Visito a atraente cidade de Chiang Mai antes de abandonar por uns dias a civilização ao encontro da minoria étnica Poe. Mas os trágicos acontecimentos provocados pelo maremoto fazem-me mudar de rumo. Do Laos – onde já me encontrava – sigo imediatamente para Phuket, onde me deparo com cenários paradisíacos transformados em locais de dor. Nenhuma palavra conseguirá fazer justiça ao horror que testemunho.
Depois de Bangkok e de uma curta paragem na histórica povoação de Sukhotai, decidi rumar mais a norte com o intuito de conhecer a tranquila cidade de Chiang Mai e algumas das minorias étnicas que habitam a região. Uma longa jornada sentado num autocarro a precisar de reforma e que, sem grande espanto, acabou por avariar a meio caminho. Mas haveria de mudar radicalmente de planos, em virtude da calamidade que se abateu sobre as regiões mais a sul.
Chiang Mai, propriamente dita, é uma cidade muito atraente. Cosmopolita, sem a agitação de uma grande metrópole como Bangkok. Mas suficientemente pequena para ainda manter o charme daqueles exíguos lugares onde um viajante se sente aconchegado. E, ao domingo à noite, no mercado semanal que na zona histórica tinha lugar, era possível adquirir artefactos provenientes de grupos étnicos das redondezas, vendidos pelos próprios. E observar assim alguns dos seus costumes e tradições. O principal motivo, afinal, que me trouxe até ao norte da Tailândia.

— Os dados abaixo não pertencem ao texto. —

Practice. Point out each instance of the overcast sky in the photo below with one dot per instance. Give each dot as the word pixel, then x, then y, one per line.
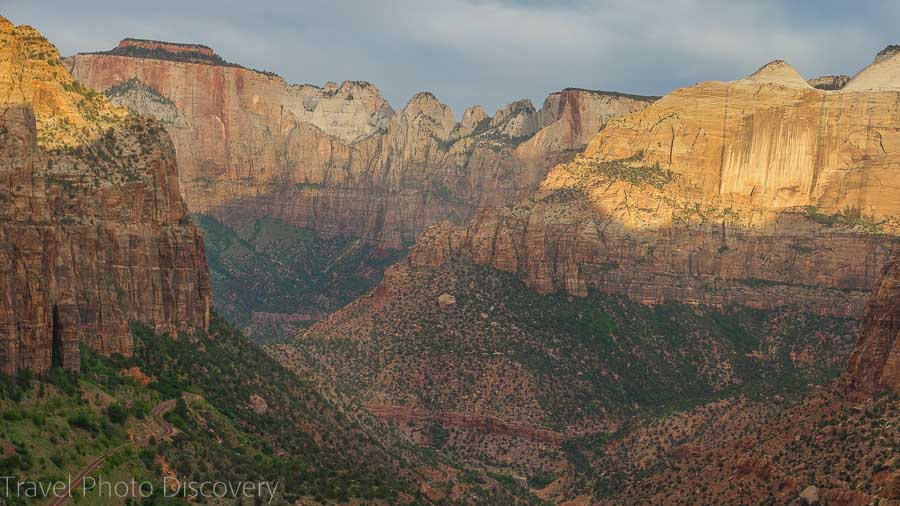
pixel 488 52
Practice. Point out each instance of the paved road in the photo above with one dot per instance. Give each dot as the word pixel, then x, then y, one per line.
pixel 166 431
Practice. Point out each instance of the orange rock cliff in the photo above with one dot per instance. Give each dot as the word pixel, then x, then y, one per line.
pixel 762 191
pixel 338 158
pixel 93 229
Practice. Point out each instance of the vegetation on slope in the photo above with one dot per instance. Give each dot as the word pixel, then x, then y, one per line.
pixel 580 357
pixel 52 426
pixel 271 277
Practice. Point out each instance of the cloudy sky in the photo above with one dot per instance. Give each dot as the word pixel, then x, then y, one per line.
pixel 488 52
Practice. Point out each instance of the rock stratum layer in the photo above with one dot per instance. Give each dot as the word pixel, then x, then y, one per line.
pixel 762 191
pixel 338 159
pixel 93 229
pixel 875 362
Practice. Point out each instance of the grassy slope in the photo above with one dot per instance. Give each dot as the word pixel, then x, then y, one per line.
pixel 581 356
pixel 303 440
pixel 268 266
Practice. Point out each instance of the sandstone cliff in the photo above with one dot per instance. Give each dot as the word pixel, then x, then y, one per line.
pixel 338 159
pixel 762 191
pixel 93 229
pixel 875 363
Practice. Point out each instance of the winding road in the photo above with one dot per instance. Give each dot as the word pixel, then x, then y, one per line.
pixel 166 431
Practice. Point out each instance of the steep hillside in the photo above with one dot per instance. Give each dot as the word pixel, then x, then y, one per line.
pixel 272 278
pixel 93 230
pixel 337 159
pixel 244 418
pixel 840 445
pixel 467 359
pixel 761 191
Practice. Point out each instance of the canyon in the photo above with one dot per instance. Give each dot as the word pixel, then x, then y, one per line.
pixel 94 232
pixel 255 151
pixel 338 159
pixel 763 191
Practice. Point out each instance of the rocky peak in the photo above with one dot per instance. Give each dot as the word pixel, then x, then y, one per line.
pixel 778 72
pixel 90 215
pixel 516 120
pixel 66 113
pixel 888 52
pixel 883 74
pixel 472 117
pixel 829 83
pixel 425 109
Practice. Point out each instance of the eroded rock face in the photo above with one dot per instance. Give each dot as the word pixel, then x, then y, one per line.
pixel 875 362
pixel 829 82
pixel 338 159
pixel 93 229
pixel 764 191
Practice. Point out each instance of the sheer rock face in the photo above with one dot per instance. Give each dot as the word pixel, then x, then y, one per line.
pixel 763 191
pixel 875 363
pixel 338 159
pixel 93 229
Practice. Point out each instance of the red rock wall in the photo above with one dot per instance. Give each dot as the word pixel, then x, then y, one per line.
pixel 875 362
pixel 77 265
pixel 167 46
pixel 337 159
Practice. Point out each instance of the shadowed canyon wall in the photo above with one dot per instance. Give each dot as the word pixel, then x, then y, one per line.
pixel 338 159
pixel 763 191
pixel 93 230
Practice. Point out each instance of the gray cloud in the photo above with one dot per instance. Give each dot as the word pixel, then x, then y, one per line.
pixel 489 52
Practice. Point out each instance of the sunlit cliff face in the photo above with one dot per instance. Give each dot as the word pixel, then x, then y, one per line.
pixel 66 113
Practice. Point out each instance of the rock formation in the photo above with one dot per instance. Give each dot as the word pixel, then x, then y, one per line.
pixel 762 191
pixel 337 159
pixel 875 362
pixel 829 82
pixel 93 229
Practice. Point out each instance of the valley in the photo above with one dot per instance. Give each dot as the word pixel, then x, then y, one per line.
pixel 212 274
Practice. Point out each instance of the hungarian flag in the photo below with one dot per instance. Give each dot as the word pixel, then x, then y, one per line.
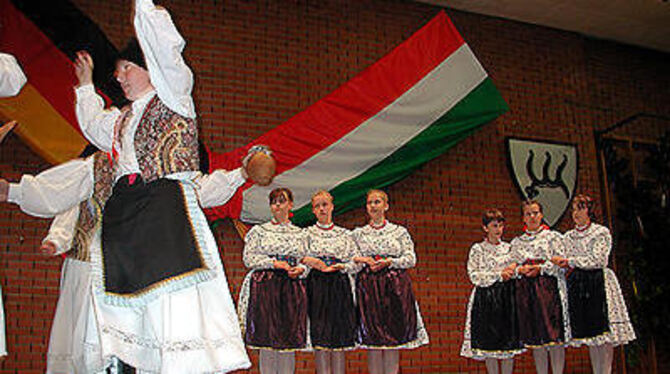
pixel 414 104
pixel 44 37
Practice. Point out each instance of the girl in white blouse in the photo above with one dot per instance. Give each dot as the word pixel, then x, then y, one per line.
pixel 389 314
pixel 491 328
pixel 273 301
pixel 332 314
pixel 598 314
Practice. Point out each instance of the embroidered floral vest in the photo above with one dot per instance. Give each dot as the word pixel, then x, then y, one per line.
pixel 90 211
pixel 165 141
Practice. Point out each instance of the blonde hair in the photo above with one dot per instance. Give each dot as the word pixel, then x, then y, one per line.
pixel 528 203
pixel 383 194
pixel 322 193
pixel 491 215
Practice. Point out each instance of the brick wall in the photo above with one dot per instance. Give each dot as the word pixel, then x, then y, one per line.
pixel 257 63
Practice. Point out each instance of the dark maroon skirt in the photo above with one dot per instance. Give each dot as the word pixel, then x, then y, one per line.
pixel 493 318
pixel 540 311
pixel 332 314
pixel 277 311
pixel 386 307
pixel 587 303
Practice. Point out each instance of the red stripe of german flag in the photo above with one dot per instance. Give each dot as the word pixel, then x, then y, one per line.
pixel 44 37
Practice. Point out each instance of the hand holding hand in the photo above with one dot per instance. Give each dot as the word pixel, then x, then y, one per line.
pixel 282 265
pixel 533 271
pixel 333 268
pixel 313 262
pixel 4 190
pixel 6 128
pixel 295 272
pixel 83 68
pixel 507 273
pixel 48 248
pixel 380 264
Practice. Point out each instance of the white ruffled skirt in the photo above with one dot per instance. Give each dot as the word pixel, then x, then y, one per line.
pixel 74 344
pixel 191 330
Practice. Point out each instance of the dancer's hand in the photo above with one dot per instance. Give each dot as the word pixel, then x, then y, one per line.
pixel 333 268
pixel 295 272
pixel 560 261
pixel 6 128
pixel 380 264
pixel 314 263
pixel 48 248
pixel 83 68
pixel 4 190
pixel 534 271
pixel 507 273
pixel 282 265
pixel 364 260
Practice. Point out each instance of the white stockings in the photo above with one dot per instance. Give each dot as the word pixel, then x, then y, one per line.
pixel 383 361
pixel 329 362
pixel 275 362
pixel 601 358
pixel 506 366
pixel 557 354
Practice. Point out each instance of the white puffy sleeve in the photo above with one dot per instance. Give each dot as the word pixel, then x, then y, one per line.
pixel 407 258
pixel 162 46
pixel 597 252
pixel 218 187
pixel 12 78
pixel 254 256
pixel 62 230
pixel 54 190
pixel 480 274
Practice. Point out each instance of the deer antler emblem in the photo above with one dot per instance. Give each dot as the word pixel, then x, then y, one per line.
pixel 545 181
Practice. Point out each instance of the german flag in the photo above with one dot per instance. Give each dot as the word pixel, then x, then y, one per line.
pixel 44 37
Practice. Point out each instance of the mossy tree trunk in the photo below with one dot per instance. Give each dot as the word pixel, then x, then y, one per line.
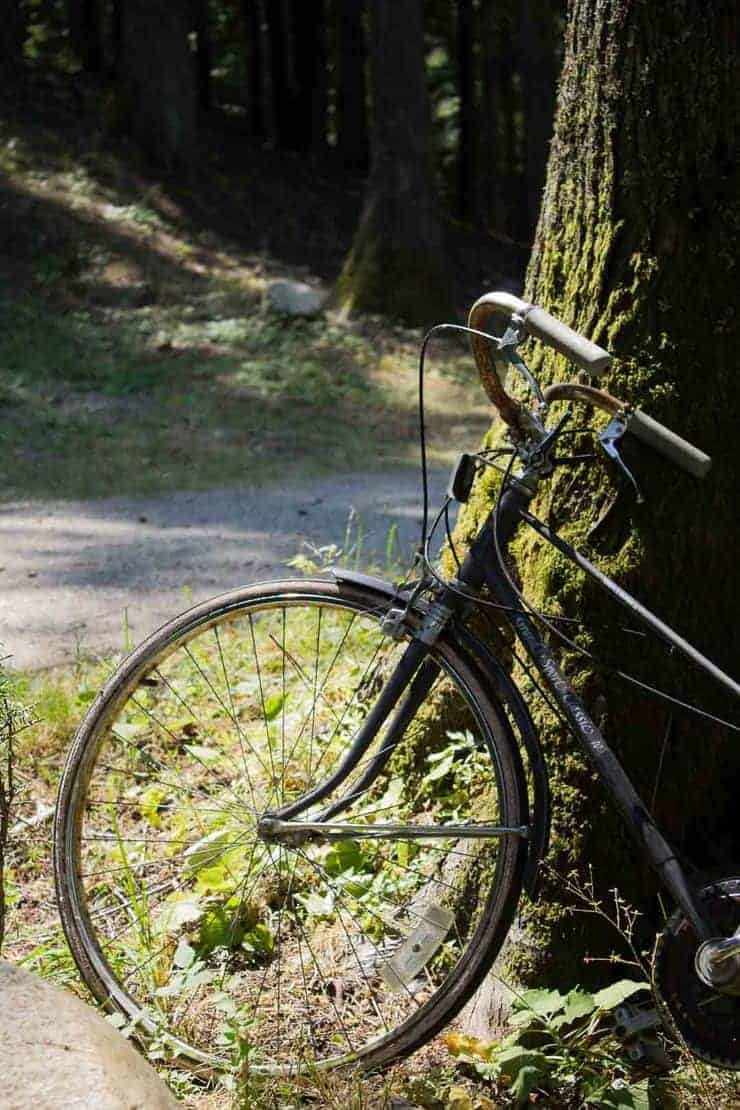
pixel 636 248
pixel 396 264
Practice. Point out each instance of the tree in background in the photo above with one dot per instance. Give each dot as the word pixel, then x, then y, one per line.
pixel 537 68
pixel 352 139
pixel 83 17
pixel 158 78
pixel 397 264
pixel 636 248
pixel 12 31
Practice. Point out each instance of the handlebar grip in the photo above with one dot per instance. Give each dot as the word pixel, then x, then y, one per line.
pixel 590 357
pixel 667 443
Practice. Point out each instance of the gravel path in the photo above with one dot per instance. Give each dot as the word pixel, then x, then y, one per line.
pixel 72 574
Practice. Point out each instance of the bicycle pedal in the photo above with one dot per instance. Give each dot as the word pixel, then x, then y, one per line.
pixel 632 1020
pixel 649 1053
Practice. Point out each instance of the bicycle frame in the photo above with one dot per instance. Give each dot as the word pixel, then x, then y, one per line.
pixel 416 673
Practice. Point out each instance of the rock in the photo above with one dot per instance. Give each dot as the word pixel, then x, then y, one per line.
pixel 295 298
pixel 57 1051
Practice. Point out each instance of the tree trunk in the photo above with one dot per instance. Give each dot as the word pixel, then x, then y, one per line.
pixel 252 23
pixel 352 88
pixel 635 249
pixel 489 179
pixel 83 19
pixel 158 78
pixel 203 61
pixel 117 36
pixel 282 102
pixel 396 264
pixel 12 33
pixel 537 69
pixel 308 74
pixel 466 150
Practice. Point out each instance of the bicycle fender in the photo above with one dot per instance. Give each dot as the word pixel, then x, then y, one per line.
pixel 494 675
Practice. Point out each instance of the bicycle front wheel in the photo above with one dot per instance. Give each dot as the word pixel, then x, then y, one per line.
pixel 211 938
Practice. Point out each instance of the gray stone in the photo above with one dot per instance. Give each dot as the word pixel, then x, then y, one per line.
pixel 295 298
pixel 58 1052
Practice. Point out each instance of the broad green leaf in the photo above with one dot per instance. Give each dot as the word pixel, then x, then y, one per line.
pixel 615 995
pixel 543 1002
pixel 220 929
pixel 458 1099
pixel 579 1003
pixel 151 800
pixel 524 1067
pixel 179 909
pixel 510 1059
pixel 260 939
pixel 317 906
pixel 459 1045
pixel 183 955
pixel 125 732
pixel 527 1079
pixel 622 1097
pixel 344 856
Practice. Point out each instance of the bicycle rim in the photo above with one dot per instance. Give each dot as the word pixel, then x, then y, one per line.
pixel 213 941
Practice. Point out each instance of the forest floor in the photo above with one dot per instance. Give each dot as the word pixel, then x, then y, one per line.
pixel 140 370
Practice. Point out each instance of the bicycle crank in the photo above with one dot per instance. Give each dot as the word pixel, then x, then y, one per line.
pixel 697 986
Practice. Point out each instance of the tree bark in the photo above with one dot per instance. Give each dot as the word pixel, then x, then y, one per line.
pixel 308 76
pixel 466 150
pixel 635 249
pixel 252 23
pixel 352 139
pixel 158 79
pixel 203 60
pixel 396 264
pixel 537 70
pixel 489 180
pixel 279 72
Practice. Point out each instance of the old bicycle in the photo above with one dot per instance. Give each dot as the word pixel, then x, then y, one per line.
pixel 280 810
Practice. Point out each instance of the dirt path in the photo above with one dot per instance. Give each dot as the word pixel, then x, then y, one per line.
pixel 73 574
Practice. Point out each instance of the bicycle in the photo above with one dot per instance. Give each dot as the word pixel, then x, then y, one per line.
pixel 276 816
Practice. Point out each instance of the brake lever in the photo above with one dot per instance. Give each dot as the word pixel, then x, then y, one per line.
pixel 609 439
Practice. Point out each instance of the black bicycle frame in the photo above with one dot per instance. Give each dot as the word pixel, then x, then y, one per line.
pixel 483 565
pixel 415 674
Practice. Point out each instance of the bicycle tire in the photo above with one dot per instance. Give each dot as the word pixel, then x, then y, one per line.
pixel 131 748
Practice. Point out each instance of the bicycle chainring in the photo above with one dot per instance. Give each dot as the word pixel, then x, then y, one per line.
pixel 706 1020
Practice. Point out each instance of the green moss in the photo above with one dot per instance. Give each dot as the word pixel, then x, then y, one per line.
pixel 632 249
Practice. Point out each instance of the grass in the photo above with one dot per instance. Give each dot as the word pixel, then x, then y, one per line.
pixel 432 1079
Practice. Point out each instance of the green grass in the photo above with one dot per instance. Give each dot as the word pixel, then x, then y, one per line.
pixel 137 354
pixel 58 699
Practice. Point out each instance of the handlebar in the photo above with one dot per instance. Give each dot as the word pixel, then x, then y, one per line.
pixel 536 322
pixel 645 427
pixel 589 356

Decidi, pois, abandonar por uns dias a civilização. Encontrei uma genuína agência de ecoturismo e embrenhei-me numa floresta algures entre Chiang Mai e Mai Sariang, já muito próximo da fronteira com Myanmar. Chegámos a uma aldeia da minoria étnica Poe, um subgrupo da tribo mais populosa da Tailândia – os Karen – e fomos recebidos com alguma desconfiança. Ou talvez uma cautelosa distância que será suposto manterem perante forasteiros. Mas, uma vez quebrado o gelo, tudo foi diferente. Nunca saberei se foi da confraternização à volta do calor de um braseiro, de uma garrafa de vinho de arroz que ali se esvaziou ou apenas o normal período de tempo que pessoas tão diferentes necessitam para se adaptarem à presença de outrem. E assim comecei a saber mais sobre os Poe.
Com a ajuda de um guia-intérprete, descobri que a aldeia vive sem líderes. Todos são chamados a intervir na tomada de decisões. Existe apenas um ou outro elemento masculino que, por saber ler e escrever, é incumbido pela comunidade de tratar de questões burocráticas na capital da província. As mulheres são responsáveis pela maioria das tarefas diárias, incluindo trabalhos pesados como acartar madeira e água. E cozinhar, lavar, limpar e olhar pela descendência. Os homens, esses, têm aparentemente como principal missão, a construção e manutenção da casa da família. À parte isso, pouco mais têm que fazer. A não ser fumar, conversar e beber.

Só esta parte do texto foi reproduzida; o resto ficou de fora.